Before heading out to the field, program directors talk to players about a social-emotional skill they will be focusing on during practice. Some skills include positive habits, teamwork, growth mindset and trust.

Hewitt said that lacrosse is a great sport to develop social-emotional skills because of its difficulty.

“Lacrosse is kind of hard. It takes a lot of time to learn how to throw and catch a lacrosse ball with a lacrosse stick. Because of that, there is so much early failure,” Hewitt said. “It gives our program directors and our coaches so many opportunities to teach the persistence and the ability to pick yourself up even when you’re frustrated and your task is difficult.”

The group has been able to impact youth through the help of other organizations.

LA2050, a philanthropic organization, recently donated $35,000 to Harlem Lacrosse LA for being an organization that inspires Los Angeles to learn.

LA2050 has also awarded grants to Homeboy Industries, LA Kitchen and Youth Movement Against Alzheimer’s.

“We work really hard and fundraise money,” said Hewitt. “We’ve been very fortunate to get a lot of donations. We make great local partnerships.”

These partnerships allow the program to be free of cost to the players. In October, for example, the University of Southern California women’s lacrosse team donated equipment to the Harlem Lacrosse LA program in Compton.

“We outfit every player with up-to-date, legal, certified equipment.

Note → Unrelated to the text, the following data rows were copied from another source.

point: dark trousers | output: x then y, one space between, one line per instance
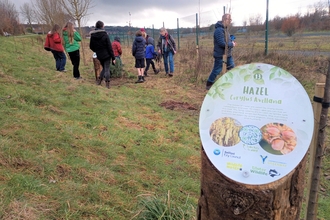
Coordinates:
75 60
60 60
150 61
105 73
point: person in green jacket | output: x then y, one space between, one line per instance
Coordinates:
71 39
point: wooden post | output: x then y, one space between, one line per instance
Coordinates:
317 107
222 198
319 153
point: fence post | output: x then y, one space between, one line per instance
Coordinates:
319 152
178 30
317 107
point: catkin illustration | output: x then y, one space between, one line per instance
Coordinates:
224 131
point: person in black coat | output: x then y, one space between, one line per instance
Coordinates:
138 51
101 45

They get game uniforms, pinnies and the coaches get whatever they need to run practice,” Hewitt said.

Harlem Lacrosse LA provides many additional playing opportunities and fun field trips at no cost, such as lacrosse tournaments, scrimmages, college visits and beach days.

With the recent donation from LA2050, Hewitt is hopeful that Harlem Lacrosse LA can reach more communities, as well as strengthen current programs.

“Every partnership and grant helps us do more to provide school-based youth development and to continue serving our mission of helping each Harlem Lacrosse participant find their own personal pathways to success,” Hewitt said.